Though she had now known New York for many years, there were phases of its theatrical life that still puzzled Kim’s mother, Magnolia Ravenal; and this was one of them. “The critics all seem to write plays,” she complained. “It makes the life of a successful actress like Kim so complicated. And the actors and actresses all lecture on the Trend of the Modern Drama at League Luncheons given at the Astor. I went to one once, with Kim. Blue voile ladies from Englewood. In my day critics criticized and actors acted.”

Her suave and gifted son-in-law, Kenneth Cameron, himself a producer of plays of the more precious pattern (The Road to Sunrise, 1921; Jock o’ Dreams, 1924), teased her gently about this attitude of intolerance. “Why, Nola! And you a famous stage mama! You ought to know that even Kim occasionally has to do things for publicity.”

“In my Cotton Blossom days we were more subtle. The band marched down Main Street and played on the corner and Papa gave out handbills. That was our publicity. I didn’t have to turn handsprings up the levee.”

There was little that the public did not know about Kim Ravenal. There was nothing that the cagey young assistant critic did not know. He now assumed a tone of deep bitterness.
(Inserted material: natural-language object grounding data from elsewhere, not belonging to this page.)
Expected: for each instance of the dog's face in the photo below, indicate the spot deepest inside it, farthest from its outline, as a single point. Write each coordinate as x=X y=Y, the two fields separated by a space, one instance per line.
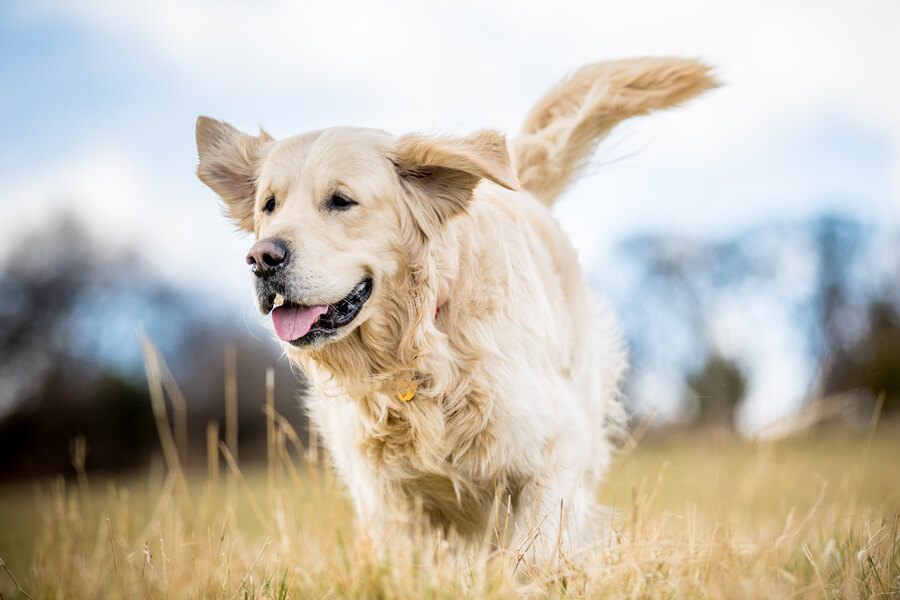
x=340 y=214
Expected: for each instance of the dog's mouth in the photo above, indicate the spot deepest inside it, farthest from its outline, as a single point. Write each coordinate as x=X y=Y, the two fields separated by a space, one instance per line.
x=302 y=325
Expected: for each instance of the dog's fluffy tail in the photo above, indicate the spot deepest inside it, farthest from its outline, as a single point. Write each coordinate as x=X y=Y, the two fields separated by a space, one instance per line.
x=565 y=126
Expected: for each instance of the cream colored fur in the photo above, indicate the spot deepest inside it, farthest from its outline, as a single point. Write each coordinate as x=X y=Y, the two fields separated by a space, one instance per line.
x=519 y=375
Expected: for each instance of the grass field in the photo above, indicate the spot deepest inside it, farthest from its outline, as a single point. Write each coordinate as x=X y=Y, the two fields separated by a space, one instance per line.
x=694 y=516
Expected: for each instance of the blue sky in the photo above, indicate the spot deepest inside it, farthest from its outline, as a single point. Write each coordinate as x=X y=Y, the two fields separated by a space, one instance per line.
x=99 y=101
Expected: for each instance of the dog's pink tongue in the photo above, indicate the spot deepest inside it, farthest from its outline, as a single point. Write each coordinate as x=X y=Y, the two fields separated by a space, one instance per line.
x=293 y=322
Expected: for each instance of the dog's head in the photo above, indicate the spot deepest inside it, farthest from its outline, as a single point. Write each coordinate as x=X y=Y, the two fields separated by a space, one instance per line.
x=343 y=218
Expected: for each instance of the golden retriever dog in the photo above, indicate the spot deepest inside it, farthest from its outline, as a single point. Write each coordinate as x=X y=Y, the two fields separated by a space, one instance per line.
x=457 y=356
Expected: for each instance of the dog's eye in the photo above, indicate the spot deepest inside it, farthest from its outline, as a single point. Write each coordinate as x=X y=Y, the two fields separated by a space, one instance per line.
x=339 y=201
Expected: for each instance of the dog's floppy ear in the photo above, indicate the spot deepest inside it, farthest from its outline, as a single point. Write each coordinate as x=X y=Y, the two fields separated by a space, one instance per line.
x=442 y=172
x=229 y=164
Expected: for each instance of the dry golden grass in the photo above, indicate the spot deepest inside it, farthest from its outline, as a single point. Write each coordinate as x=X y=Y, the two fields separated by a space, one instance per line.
x=697 y=516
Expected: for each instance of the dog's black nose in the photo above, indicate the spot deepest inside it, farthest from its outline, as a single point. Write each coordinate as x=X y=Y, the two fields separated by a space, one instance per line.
x=265 y=256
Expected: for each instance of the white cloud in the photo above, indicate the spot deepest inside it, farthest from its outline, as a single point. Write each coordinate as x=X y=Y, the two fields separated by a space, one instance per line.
x=105 y=189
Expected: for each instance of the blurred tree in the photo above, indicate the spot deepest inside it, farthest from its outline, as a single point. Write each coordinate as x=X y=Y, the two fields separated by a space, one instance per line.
x=70 y=363
x=716 y=392
x=871 y=366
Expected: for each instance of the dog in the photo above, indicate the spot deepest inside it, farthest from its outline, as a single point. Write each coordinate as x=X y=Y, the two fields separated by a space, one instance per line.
x=438 y=310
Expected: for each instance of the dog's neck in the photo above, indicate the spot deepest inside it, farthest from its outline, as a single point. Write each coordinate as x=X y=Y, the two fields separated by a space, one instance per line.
x=396 y=346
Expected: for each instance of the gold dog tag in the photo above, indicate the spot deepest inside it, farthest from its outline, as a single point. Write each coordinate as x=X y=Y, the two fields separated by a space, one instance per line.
x=407 y=391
“All right, my fine lady. I’ll go back and write a pattern piece. Started in stock in Chicago. Went to New York National Theatre School. Star pupil and Teacher’s Pet while there. Got a bit in—uh—Mufti, wasn’t it?—and walked away with the play just like the aspiring young actress in a bum short story. Born on a show boat in Kentucky and Illinois and Missouri simultaneously—say, explain that to me some time, will you?—hence name of Kim. Also mother was a show-boat actress and later famous singer of coon—— Say, where is your mother these days, anyway? Gosh, I think she’s grand! I’m stuck on her. She’s the burning passion of my youth. No kidding. I don’t know. She’s got that kind of haunted hungry et-up look, like Bernhardt or Duse or one of them. You’ve got a little of it, yourself.”